I had this image on-screen this morning as I looked into progress on Europa Clipper, which is in the midst of its most significant year so far. By the end of 2022, most flight hardware and all the science instruments are expected to be installed at the Jet Propulsion Laboratory’s Spacecraft Assembly Facility. Engineers and technicians will be assembling the spacecraft’s main body in the installation’s High Bay 1. That includes installation of the craft’s science instruments as well as the aluminum electronics vault that shields the electronics from Jupiter’s radiation. Launch is currently scheduled for October, 2024. We should get nearly 50 close passes of Europa out of all this.

Image: Engineers and technicians use a crane to lift the core of NASA’s Europa Clipper spacecraft in the High Bay 1 clean room of JPL’s Spacecraft Assembly Facility. Credit: NASA/JPL-Caltech.

Watching a spacecraft come together is a fascinating exercise, and we’ll keep an eye on NASA’s updates on the Clipper as the process continues. Just as fascinating, though, is the continual inflow of information about what Europa Clipper’s science instruments will be looking for, a process just as critical if we are to interpret its data correctly.

On that score, what an interesting paper has recently turned up in Astrobiology. In the hands of lead author Natalie Wolfenbarger, it comes out of the University of Texas at Austin, where Europa Clipper’s radar instrument has been developed. A key issue is the composition of the moon’s ice shell, which in turn will feed our conclusions about the ocean lying beneath. Europa’s ocean has been likened to the waters beneath an Antarctic ice shelf on Earth. A good comparison?

To find out, Wolfenbarger and colleagues went to work on how water freezes under ice shelves, which takes us into two unusual terms. ‘Congelation ice’ forms under the ice shelf, while ‘frazil ice’ floats upward in the form of ice flakes in supercooled seawater. These form a kind of snow that coats the bottom of the ice shelf. Interestingly, both ice production mechanisms produce ice with less salinity than seawater itself.

In other words, we may have been assuming that Europa’s ocean is saltier than it actually is, particularly given the paper’s finding that scaling up what happens under Antarctica to an ice shell the size and age of Europa’s produces ice that is less salty still. Frazil ice in particular retains only a small fraction of seawater salt, and the authors make the case that it should be common on Europa. A less saline ice shell is significant because salinity governs its strength and the movement of heat through it.

Image: Mounds of snow-like ice under an ice shelf. Credit: ©Helen Glazer 2015 from the project Walking in Antarctica.
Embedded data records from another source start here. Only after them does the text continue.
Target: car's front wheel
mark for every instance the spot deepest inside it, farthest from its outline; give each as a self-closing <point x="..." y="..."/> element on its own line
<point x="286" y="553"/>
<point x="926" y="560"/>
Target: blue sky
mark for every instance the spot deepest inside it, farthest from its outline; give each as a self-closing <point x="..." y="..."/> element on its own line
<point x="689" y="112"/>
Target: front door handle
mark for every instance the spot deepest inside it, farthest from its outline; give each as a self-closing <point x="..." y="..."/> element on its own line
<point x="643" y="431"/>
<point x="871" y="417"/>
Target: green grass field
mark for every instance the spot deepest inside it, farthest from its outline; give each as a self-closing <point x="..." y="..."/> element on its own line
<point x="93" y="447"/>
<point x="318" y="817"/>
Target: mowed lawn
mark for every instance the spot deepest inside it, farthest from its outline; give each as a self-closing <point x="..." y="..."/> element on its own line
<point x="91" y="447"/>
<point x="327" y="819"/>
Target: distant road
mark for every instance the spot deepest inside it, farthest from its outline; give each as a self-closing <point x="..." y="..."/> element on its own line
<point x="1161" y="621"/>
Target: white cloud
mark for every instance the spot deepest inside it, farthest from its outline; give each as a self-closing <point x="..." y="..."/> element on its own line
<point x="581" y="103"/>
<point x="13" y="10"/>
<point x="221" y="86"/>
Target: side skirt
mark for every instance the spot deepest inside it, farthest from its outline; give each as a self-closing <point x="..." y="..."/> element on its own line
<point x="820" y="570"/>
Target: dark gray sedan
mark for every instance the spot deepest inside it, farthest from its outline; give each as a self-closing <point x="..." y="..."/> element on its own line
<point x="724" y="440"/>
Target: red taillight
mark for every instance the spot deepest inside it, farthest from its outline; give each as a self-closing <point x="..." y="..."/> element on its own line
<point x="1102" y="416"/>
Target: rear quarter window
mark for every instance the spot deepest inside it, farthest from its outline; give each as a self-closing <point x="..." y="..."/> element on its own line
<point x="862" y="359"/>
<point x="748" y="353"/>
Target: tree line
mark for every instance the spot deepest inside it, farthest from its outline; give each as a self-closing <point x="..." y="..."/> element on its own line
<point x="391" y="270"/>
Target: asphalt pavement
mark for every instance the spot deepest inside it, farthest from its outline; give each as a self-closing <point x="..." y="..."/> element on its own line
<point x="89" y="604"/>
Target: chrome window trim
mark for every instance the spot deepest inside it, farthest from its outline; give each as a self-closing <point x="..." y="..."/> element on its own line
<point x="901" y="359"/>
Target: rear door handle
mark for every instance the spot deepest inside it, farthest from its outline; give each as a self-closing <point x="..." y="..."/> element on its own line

Thus we use our own planet as a research model to understand mechanisms likely at play on a Jovian moon, in ways that help us prepare for Europa Clipper’s look via its ice penetrating instrument, which is called REASON (Radar for Europa Assessment and Sounding: Ocean to Near-surface). This is the only one of the spacecraft’s nine instruments that can look directly into the ice shell, a process that we have experience with on Earth, as REASON principal investigator Don Blankenship notes: “We’ve used ice-penetrating radar for decades. That’s how we know Earth’s ice sheets’ thickness.”

The thickness of the ice is important for everything from getting future probes through the shell into the ocean beneath to creating conditions for an ocean with more likelihood of habitable conditions. For Europa is constantly bathed in particles flung against its surface by Jupiter’s magnetic field, so that compounds emerge that would be useful to life below. A thinner ice sheet would make it more likely that these compounds enter the ocean. No wonder the thickness of the ice has been such a contentious matter among scientists, whose estimates range from a few kilometers to tens of kilometers thick.

Europa Clipper’s REASON instrument uses different wavelengths of radio waves and will be capable of penetrating the ice shell as much as 30 kilometers. This should get interesting.

The paper is Wolfenbarger et al., “Ice Shell Structure and Composition of Ocean Worlds: Insights from Accreted Ice on Earth,” Astrobiology Vol. 22, No. 8 (25 July 2022). Abstract.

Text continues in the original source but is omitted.